121 Pour évaluer ces allégations, je n'ai pas grand-chose autre que le témoignage fourni de vive voix par la plaignante et le témoignage diamétralement opposé fourni par le défendeur sur lesquels m'appuyer pour rendre ma décision. Certains des documents déposés comme pièces ont aidé à établir les antécédents du cas et à savoir dans une certaine mesure qui a dit quoi, à qui et à quel moment. Au-delà de cela, les éléments de preuve concrets et corroborants étaient rares. Je dois donc m'en remettre dans une large mesure à mon évaluation de la crédibilité des deux témoins.

122 Ma conclusion en ce qui concerne la crédibilité des témoins repose à la fois sur le comportement de la plaignante et du défendeur pendant leur témoignage, et sur les critères traditionnels de la crédibilité décrits dans l'affaire souvent citée Faryna c. Chorney, [1952] 2 D.L.R. 354, au paragraphe 73 :

[Traduction]

[…]

[…] Bref, le véritable critère de la véracité du récit d'un témoin en pareil cas est la mesure dans laquelle le témoignage s'harmonise avec la prépondérance des probabilités qu'une personne pratique et avisée reconnaîtrait facilement comme raisonnable en ce lieu et dans ces circonstances.[…]

[…]

123 Pour ces motifs, je préfère le témoignage du défendeur. J'ai trouvé très troublant, lors de l'audience, le nombre d'occasions durant le contre-interrogatoire où la plaignante a indiqué qu'elle n'avait aucun souvenir d'événements. Une grande partie de son témoignage semblait dépendre directement et exclusivement de ce qui était écrit dans les pièces. Plusieurs fois, lorsque je lui ai demandé de mettre de côté une pièce pendant un moment et d'essayer de se rappeler d'un fait en faisant appel à sa propre mémoire, elle en était incapable ou refusait de le faire. Lorsque interrogée sur ce qui s'était produit à des moments particuliers dans son interaction avec le défendeur, elle a persisté à souligner ce qui était contenu dans les pièces, comme si ces documents étaient la seule source de ses souvenirs. Au moment de son argumentation, elle a critiqué le défendeur parce qu'il ne se souvenait pas des détails de ce qu'il lui avait dit ou avait dit à l'employeur dans le cadre de différents entretiens, et pourtant, durant son propre témoignage, il lui arrivait souvent de ne pas se rappeler les détails. Toutes aussi troublantes étaient les occasions où la plaignante a changé son témoignage, donnant parfois plusieurs réponses différentes lorsque l'avocat du défendeur répétait ses questions entourant un même point.

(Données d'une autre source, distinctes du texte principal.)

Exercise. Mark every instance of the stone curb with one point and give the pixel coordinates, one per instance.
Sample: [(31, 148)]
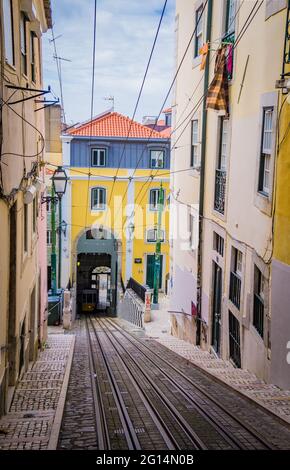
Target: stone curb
[(55, 430)]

124 Le défendeur, par contraste, se rappelait bien son interaction avec la plaignante pendant toute la période où il s'est occupé de ses griefs. Ses réponses, particulièrement durant le contre-interrogatoire, étaient claires, mesurées et cohérentes. Alors qu'il n'a pas pu, à plusieurs moments, fournir des détails complets quant aux propos exacts qu'il avait tenus, soit avec la plaignante, soit avec l'employeur, il ne s'est jamais écarté des thèmes fondamentaux de son témoignage. Son souvenir des faits ne dépendait pas du contenu des documents devant lui, ni s'écartait-il de façon significative du contenu de ces documents.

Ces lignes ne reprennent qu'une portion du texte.